In het oostelijk deel van de Algarve ligt tussen Faro en Tavira een 60 km lange gordel van eilanden en schiereilanden met daarachter een lagune. In 1987 werd het gebied uitgeroepen tot natuurpark. Het beslaat een oppervlak van ruim 18.000 ha en is van groot belang voor trekvogels. Het is dan ook een internationaal erkend “wetland”.

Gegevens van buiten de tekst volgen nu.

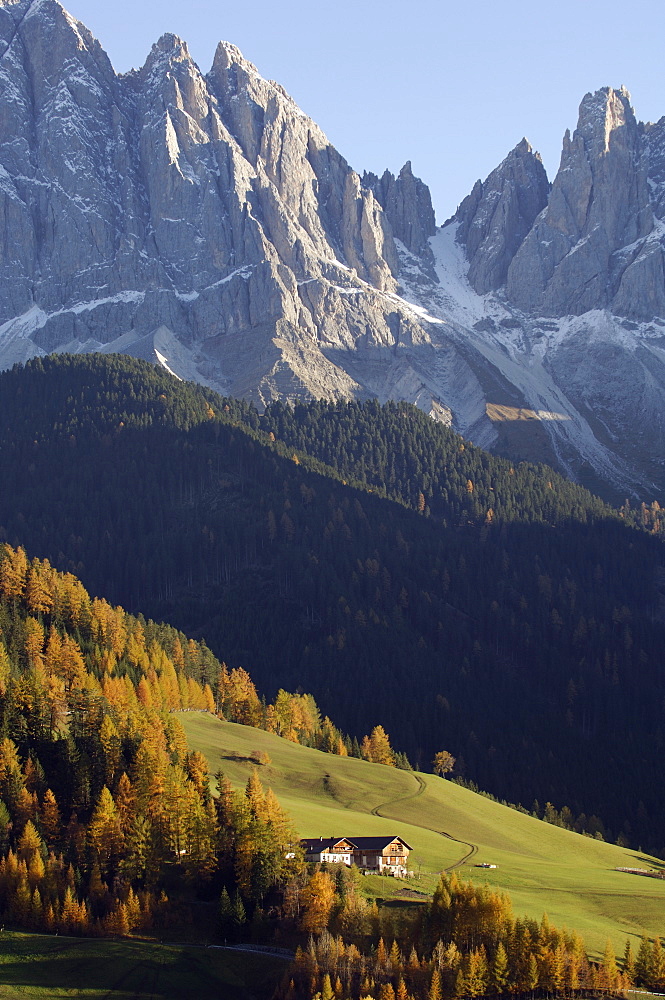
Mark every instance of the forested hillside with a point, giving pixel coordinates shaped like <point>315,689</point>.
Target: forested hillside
<point>508,616</point>
<point>104,812</point>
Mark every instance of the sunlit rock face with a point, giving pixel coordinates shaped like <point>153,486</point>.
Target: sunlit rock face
<point>204,222</point>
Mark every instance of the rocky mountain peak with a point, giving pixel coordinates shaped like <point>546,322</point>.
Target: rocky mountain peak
<point>407,203</point>
<point>573,259</point>
<point>498,214</point>
<point>601,115</point>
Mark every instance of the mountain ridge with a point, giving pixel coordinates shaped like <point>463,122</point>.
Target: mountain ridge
<point>205,222</point>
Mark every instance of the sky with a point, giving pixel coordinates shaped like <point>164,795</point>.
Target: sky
<point>452,87</point>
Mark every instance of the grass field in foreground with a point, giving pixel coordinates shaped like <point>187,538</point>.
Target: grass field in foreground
<point>545,869</point>
<point>50,968</point>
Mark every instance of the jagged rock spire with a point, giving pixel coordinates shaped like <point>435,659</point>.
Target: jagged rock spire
<point>498,214</point>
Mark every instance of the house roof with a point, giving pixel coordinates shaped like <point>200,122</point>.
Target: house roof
<point>313,845</point>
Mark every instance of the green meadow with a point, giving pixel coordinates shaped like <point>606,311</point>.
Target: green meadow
<point>50,968</point>
<point>570,877</point>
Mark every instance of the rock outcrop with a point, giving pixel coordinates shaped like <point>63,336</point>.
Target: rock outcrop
<point>204,222</point>
<point>596,245</point>
<point>407,204</point>
<point>495,218</point>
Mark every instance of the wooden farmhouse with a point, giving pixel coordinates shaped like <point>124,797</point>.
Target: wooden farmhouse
<point>375,854</point>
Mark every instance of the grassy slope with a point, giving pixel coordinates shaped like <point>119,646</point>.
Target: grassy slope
<point>40,966</point>
<point>544,869</point>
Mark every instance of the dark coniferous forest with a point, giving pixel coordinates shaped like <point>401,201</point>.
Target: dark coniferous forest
<point>365,554</point>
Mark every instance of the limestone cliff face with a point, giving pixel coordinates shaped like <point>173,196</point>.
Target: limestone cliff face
<point>165,207</point>
<point>596,245</point>
<point>495,218</point>
<point>407,203</point>
<point>203,221</point>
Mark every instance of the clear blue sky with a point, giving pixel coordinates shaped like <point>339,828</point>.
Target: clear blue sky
<point>450,86</point>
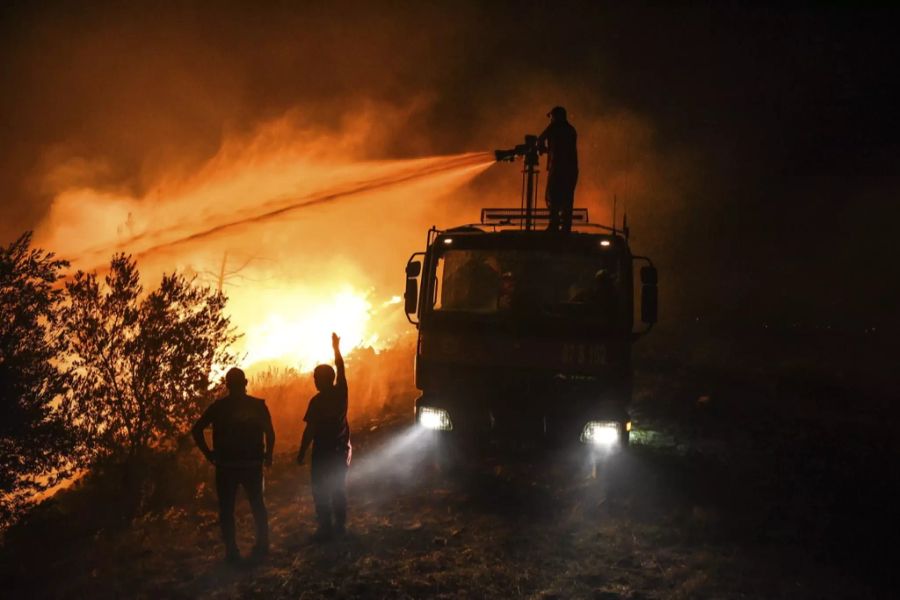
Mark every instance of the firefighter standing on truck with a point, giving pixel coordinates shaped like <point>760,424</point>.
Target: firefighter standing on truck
<point>329,433</point>
<point>558,141</point>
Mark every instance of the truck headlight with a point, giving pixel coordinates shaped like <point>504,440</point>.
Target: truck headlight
<point>435,418</point>
<point>601,433</point>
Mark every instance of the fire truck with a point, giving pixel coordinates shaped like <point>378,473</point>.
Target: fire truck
<point>525,334</point>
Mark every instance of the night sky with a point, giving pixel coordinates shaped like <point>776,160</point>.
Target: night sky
<point>784,120</point>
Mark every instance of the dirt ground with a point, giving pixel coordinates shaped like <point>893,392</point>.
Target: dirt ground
<point>723,494</point>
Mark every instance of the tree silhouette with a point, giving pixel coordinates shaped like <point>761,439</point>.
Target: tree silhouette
<point>139,367</point>
<point>34,441</point>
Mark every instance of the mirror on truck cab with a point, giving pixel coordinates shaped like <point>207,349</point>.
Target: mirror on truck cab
<point>411,295</point>
<point>649,295</point>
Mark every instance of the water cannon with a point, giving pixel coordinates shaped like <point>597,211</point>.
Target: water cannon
<point>530,151</point>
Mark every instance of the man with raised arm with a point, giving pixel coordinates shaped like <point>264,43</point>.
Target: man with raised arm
<point>329,433</point>
<point>243,441</point>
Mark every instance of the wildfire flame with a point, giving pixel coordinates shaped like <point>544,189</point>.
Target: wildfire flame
<point>304,238</point>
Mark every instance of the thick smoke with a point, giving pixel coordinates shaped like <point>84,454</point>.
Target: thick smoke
<point>732,136</point>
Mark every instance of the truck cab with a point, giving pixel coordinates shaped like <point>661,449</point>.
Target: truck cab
<point>524,335</point>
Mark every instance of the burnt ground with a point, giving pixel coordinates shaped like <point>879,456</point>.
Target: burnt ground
<point>725,493</point>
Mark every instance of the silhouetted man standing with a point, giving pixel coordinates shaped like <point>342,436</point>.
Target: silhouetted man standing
<point>329,433</point>
<point>559,142</point>
<point>243,441</point>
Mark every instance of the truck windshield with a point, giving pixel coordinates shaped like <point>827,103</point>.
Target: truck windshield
<point>550,284</point>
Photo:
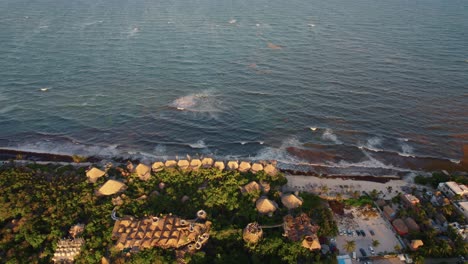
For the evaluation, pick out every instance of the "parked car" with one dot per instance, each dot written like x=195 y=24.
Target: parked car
x=363 y=233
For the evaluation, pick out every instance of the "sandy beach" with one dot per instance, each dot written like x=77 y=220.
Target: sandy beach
x=344 y=186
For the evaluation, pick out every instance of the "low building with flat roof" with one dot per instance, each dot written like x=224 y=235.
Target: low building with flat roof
x=452 y=188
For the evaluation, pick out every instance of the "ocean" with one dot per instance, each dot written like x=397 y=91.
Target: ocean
x=336 y=87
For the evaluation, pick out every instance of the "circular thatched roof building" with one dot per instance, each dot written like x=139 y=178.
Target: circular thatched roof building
x=266 y=206
x=143 y=172
x=291 y=201
x=94 y=173
x=252 y=233
x=111 y=187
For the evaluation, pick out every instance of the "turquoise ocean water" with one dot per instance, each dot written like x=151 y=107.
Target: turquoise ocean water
x=366 y=86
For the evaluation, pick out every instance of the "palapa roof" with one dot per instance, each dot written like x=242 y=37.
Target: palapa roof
x=311 y=243
x=195 y=164
x=158 y=166
x=256 y=167
x=166 y=232
x=183 y=164
x=291 y=201
x=296 y=228
x=219 y=165
x=94 y=173
x=207 y=162
x=251 y=187
x=170 y=163
x=266 y=206
x=400 y=226
x=244 y=166
x=412 y=225
x=111 y=187
x=143 y=171
x=232 y=165
x=270 y=169
x=252 y=233
x=415 y=244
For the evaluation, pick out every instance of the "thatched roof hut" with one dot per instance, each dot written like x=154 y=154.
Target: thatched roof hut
x=270 y=169
x=170 y=163
x=415 y=244
x=94 y=173
x=311 y=243
x=266 y=206
x=195 y=164
x=252 y=233
x=244 y=166
x=291 y=201
x=251 y=187
x=400 y=226
x=157 y=166
x=111 y=187
x=232 y=165
x=183 y=164
x=143 y=172
x=76 y=230
x=219 y=165
x=256 y=167
x=207 y=162
x=412 y=225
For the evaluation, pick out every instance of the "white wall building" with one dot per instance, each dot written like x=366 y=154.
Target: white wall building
x=452 y=188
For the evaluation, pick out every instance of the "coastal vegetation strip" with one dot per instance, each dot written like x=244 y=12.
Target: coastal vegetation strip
x=41 y=202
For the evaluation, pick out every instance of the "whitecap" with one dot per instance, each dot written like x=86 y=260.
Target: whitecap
x=198 y=145
x=206 y=102
x=328 y=135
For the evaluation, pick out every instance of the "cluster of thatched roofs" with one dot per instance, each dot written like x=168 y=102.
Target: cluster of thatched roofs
x=194 y=164
x=144 y=171
x=295 y=229
x=68 y=249
x=166 y=232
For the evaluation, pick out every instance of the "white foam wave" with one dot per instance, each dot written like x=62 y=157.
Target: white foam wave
x=328 y=135
x=198 y=145
x=204 y=102
x=8 y=108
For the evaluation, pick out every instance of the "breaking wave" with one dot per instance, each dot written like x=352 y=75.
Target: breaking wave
x=328 y=135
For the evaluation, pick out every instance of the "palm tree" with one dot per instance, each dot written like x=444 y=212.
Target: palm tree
x=397 y=248
x=350 y=245
x=374 y=194
x=389 y=189
x=324 y=188
x=375 y=243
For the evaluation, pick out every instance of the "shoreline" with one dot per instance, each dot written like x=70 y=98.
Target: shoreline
x=40 y=157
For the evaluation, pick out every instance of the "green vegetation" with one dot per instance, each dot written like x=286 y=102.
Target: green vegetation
x=40 y=203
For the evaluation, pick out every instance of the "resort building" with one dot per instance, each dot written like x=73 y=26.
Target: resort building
x=389 y=213
x=462 y=207
x=452 y=189
x=300 y=228
x=400 y=227
x=409 y=200
x=462 y=230
x=166 y=232
x=67 y=250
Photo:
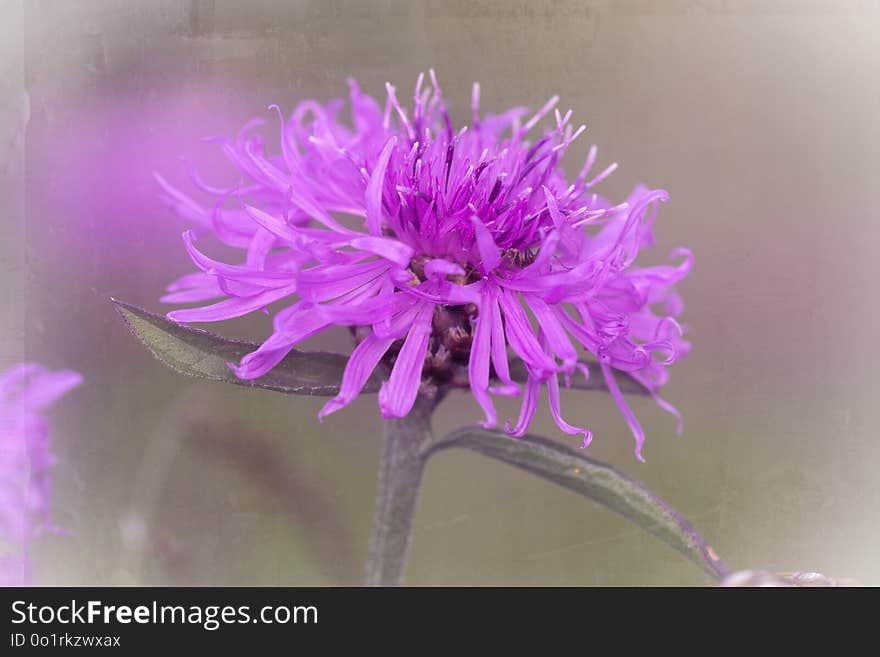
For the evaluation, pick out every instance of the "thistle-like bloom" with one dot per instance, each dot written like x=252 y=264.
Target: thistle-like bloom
x=443 y=249
x=26 y=390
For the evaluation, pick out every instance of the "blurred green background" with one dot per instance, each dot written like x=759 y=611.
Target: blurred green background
x=760 y=118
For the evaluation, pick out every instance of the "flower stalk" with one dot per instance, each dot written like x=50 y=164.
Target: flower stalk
x=400 y=474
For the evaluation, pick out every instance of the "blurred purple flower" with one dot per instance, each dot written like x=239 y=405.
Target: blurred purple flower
x=441 y=248
x=26 y=390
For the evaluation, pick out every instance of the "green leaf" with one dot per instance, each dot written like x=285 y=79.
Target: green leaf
x=201 y=354
x=599 y=482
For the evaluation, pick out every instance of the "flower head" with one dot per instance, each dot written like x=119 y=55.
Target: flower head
x=26 y=390
x=443 y=249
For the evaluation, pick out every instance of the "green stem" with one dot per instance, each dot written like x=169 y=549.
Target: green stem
x=400 y=476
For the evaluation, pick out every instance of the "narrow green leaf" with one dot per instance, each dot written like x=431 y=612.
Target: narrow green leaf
x=198 y=353
x=599 y=482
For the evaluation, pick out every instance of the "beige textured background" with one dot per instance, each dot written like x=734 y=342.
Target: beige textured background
x=760 y=118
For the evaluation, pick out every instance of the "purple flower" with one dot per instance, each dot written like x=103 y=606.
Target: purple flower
x=443 y=249
x=26 y=390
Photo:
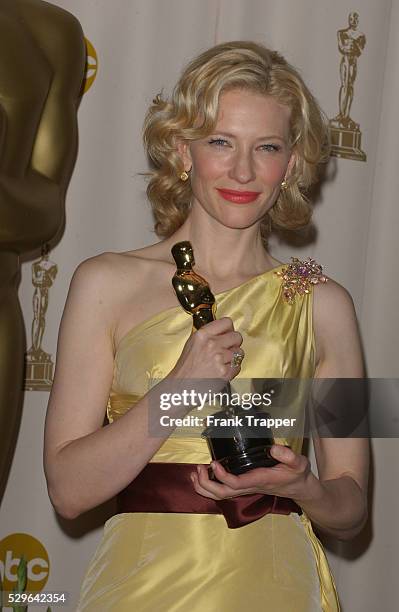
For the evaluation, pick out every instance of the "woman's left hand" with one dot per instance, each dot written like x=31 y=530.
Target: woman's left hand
x=289 y=478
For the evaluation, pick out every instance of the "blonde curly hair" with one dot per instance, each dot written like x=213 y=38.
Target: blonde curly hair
x=191 y=113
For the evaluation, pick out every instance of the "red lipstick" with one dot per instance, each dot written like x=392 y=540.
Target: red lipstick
x=238 y=197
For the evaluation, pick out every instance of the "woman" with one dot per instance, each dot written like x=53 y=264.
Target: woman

Op deze pagina vindt u beknopte informatie over:

Landschap
Klimaat
Vegetatie
Fauna
Economie
Wandelen in het natuurpark
Praktische informatie


Cacelha Velha


Landschap

De lagune bestaat uit een labyrint van zoute moerassen, slikken, schorren, zoutpannen, zandeilandjes en kanalen. Een reeks zanderige eilanden en schiereilanden met lage duinen beschermt haar tegen de oceaan. Omdat het directe achterland op sommige plekken een stuk boven zeeniveau ligt, kunt u prachtig uitkijken over de lagune.. Het is een oase van rust temidden van de toeristische centra.


Klimaat

De oostelijke Algarve heeft een duidelijk mediterraan klimaat: droge hete zomers en zachte winters. Ook de temperatuur van het zeewater is hier hoger dan elders in Portugal.


Vegetatie

Opuntia ficus-indica (foto Marian Immerzeel)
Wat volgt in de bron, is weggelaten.